Vertebral body collapse at the beginning of RT and at 1, 2, 3, 4 and 6 months after RT.
| Before RT | RT | 1 month | 2 months | 3 months | 4 months | 6 months |
|---|---|---|---|---|---|---|
| ≥50% collapse (n=8) | ≥50% collapse | 8 | 7 (88%) | 5 (63%) | 5 (63%) | 3 (37%) |
| Dead | 0 | 1 | 3 | 3 | 5 | |
| >0<50% collapse (n=101) | >0<50% collapse | 93 | 66 (65%) | 54 (53%) | 43 (43%) | 33 (33%) |
| ≥50% collapse | 8 | 6 (6%) | 5 (5%) | 5 (5%) | 4 (4%) | |
| Dead | 0 | 29 | 42 | 53 | 64 | |
| No collapse with >50% body involved of the tumor (n=49) | No collapse with >50% body involved of the tumor | 42 | 36 | 28 | 25 | 22 |
| >0<50% collapse | 7 | 6 | 5 | 3 | 2 | |
| ≥50% collapse | 0 | 0 | 0 | 0 | 0 | |
| Dead | 0 | 7 | 16 | 21 | 25 | |
| No collapse with ≤50% body involved of the tumor (n=19) | No collapse with ≤50% body involved of the tumor | 19 | 13 (68%) | 8 (42%) | 7 (37%) | 6 (32%) |
| >0<50% collapse | 0 | 0 | 0 | 0 | 0 | |
| ≥50% collapse | 0 | 0 | 0 | 0 | 0 | |
| Dead | 0 | 6 | 11 | 12 | 13 | |
| Total number of the patients | 177 | 134 | 105 | 88 | 70 |
Analysis of patients without collapse before RT initiation
New VBC occurred in 8 patients (12%) without collapse at RT initiation.
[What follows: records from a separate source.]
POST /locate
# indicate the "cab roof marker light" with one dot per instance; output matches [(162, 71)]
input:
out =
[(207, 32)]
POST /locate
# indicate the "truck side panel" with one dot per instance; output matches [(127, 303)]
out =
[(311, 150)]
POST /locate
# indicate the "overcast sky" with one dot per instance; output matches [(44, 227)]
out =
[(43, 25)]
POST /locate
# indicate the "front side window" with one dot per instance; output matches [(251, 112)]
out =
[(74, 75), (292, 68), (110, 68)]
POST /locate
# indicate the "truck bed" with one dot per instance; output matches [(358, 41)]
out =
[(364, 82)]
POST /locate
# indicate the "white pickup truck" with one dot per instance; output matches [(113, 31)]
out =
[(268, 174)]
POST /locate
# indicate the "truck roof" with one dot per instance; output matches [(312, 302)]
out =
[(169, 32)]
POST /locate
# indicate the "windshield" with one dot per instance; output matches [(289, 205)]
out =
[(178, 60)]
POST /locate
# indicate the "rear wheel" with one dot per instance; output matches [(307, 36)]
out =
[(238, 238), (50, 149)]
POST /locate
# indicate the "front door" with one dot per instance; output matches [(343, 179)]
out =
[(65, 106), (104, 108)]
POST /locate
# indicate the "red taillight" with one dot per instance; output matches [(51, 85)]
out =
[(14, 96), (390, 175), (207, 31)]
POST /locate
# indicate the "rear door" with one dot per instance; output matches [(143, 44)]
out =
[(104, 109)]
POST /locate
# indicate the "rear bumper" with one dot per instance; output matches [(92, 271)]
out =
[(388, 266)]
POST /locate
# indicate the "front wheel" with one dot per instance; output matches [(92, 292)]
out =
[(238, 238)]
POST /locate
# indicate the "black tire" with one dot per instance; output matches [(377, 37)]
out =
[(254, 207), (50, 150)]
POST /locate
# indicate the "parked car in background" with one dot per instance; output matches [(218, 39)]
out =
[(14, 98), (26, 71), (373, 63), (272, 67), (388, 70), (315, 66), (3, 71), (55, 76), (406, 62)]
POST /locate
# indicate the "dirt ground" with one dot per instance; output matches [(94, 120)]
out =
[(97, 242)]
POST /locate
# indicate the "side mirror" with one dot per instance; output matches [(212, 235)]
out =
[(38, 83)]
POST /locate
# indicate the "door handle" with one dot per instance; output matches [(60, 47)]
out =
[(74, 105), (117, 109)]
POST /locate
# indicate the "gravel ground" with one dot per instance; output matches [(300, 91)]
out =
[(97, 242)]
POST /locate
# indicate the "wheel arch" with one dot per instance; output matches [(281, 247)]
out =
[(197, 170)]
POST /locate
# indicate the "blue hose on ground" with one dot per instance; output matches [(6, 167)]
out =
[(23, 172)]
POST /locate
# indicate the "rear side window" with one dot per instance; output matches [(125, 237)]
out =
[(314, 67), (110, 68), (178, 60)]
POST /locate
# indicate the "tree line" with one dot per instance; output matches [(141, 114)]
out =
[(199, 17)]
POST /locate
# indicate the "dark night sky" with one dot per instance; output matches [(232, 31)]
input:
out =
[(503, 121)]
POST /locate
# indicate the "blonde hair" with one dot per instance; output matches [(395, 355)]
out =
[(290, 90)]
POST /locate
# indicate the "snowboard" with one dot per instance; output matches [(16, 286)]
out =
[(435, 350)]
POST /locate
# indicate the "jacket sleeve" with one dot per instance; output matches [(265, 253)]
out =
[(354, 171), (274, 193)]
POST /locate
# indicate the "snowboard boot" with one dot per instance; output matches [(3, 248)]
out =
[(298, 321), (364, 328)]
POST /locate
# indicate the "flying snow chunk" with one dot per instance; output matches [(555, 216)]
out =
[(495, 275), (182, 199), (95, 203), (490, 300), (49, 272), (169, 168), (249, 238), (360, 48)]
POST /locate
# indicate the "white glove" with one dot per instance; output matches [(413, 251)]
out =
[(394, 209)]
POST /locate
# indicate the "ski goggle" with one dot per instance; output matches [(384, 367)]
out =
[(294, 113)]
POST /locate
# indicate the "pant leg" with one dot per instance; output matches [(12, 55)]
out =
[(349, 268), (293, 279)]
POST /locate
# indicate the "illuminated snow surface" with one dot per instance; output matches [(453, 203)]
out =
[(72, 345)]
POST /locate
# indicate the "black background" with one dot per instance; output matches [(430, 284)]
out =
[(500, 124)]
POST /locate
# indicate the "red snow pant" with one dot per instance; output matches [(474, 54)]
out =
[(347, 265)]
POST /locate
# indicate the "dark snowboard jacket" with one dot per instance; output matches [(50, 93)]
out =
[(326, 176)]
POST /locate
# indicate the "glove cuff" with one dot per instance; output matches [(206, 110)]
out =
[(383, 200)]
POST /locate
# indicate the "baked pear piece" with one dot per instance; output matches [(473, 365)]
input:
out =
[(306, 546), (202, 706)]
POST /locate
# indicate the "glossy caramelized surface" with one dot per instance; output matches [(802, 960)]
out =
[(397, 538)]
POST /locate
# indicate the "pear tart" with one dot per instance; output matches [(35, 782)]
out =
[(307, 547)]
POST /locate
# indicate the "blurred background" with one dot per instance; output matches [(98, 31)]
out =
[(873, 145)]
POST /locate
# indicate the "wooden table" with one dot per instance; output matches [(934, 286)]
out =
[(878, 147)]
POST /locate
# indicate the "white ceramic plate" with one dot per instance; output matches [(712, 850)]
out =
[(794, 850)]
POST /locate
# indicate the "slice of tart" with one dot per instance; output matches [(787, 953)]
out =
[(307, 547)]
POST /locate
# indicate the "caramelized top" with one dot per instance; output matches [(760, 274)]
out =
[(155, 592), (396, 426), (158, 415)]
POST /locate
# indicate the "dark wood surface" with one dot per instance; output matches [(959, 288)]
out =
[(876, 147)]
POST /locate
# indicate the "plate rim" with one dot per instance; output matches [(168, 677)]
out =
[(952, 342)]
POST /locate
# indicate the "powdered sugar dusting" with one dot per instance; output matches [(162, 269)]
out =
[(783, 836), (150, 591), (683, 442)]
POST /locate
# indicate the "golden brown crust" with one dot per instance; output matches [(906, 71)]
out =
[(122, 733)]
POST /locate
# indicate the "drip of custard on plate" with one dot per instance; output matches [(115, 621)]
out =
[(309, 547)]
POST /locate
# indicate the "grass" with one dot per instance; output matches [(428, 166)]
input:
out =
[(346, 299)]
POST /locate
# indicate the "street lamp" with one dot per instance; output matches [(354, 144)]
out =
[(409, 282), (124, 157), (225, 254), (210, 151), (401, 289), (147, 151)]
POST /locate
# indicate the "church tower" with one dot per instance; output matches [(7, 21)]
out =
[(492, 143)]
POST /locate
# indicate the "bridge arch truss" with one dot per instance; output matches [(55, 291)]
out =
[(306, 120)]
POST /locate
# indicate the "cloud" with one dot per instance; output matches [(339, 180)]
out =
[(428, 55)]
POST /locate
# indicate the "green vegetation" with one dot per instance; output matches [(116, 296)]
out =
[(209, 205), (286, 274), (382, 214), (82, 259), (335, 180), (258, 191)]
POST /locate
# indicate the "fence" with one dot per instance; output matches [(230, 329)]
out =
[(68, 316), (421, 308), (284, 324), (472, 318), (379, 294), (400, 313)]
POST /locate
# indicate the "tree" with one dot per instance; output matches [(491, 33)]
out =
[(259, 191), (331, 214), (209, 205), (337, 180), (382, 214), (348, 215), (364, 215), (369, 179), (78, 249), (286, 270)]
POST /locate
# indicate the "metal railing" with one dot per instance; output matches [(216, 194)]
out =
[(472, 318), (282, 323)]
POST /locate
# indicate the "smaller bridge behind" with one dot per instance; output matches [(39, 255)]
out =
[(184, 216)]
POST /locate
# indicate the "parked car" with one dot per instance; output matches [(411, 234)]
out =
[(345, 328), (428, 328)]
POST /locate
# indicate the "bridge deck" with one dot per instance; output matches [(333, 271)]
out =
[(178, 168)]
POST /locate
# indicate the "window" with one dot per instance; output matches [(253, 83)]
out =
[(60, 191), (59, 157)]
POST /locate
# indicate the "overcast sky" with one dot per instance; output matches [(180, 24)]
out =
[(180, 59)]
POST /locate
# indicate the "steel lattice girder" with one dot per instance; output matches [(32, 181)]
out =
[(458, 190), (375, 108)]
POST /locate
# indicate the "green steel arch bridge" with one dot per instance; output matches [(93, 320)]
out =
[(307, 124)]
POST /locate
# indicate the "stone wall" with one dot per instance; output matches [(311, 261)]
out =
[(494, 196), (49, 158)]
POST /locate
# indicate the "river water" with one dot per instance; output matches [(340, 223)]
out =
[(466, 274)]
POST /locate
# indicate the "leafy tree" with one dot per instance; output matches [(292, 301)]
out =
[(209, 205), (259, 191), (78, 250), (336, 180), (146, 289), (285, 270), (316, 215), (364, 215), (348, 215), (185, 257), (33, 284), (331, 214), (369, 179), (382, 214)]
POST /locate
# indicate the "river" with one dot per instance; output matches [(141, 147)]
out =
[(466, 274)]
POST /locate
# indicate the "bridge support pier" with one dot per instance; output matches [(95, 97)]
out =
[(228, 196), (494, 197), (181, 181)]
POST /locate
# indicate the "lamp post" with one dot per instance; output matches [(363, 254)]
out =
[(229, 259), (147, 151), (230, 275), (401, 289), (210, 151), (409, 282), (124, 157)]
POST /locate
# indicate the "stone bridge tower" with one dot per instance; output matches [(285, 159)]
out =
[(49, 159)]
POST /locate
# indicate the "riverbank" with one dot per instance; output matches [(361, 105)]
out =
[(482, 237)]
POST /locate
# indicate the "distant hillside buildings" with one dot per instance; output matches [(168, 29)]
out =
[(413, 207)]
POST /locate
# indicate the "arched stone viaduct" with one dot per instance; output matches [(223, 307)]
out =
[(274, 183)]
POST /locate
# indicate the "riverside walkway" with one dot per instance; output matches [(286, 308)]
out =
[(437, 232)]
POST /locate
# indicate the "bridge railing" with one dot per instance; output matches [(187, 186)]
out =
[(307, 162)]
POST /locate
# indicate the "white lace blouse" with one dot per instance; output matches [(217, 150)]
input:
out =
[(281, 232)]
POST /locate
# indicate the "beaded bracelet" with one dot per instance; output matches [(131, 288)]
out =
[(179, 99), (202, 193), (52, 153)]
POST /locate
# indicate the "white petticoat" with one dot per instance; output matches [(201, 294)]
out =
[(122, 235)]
New VBC did not occur in any patient without collapse and ≤50% body involvement of the tumor. New VBC occurred in 8 of 49 patients (16%) without collapse and >50% body involvement of the tumor. All new VBC advanced to <50% collapse, occurred briefly after the initiation of RT until a median of one month [1st month (5 patients) and 2nd month (2 patients)]. Among them, there were 2 patients in whom VBC occurred in asymptomatic patients after RT. Univariate analysis revealed that primary cancer site (lungs), bone quality (lytic metastases), NRS score (≥4), and tumor involvement of posterolateral elements of the spine were risk factors for new VBC (Table III). Multivariate analysis revealed that NRS score (≥4) [Relative risk (RR), 27.100; 95% confidence interval (CI), 1.859 to 394.884; P=0.016] was associated with the occurrence of new VBC at the one-month follow-up time point.
Table III.
Risk factors for new vertebral body collapse at 1 month after RT.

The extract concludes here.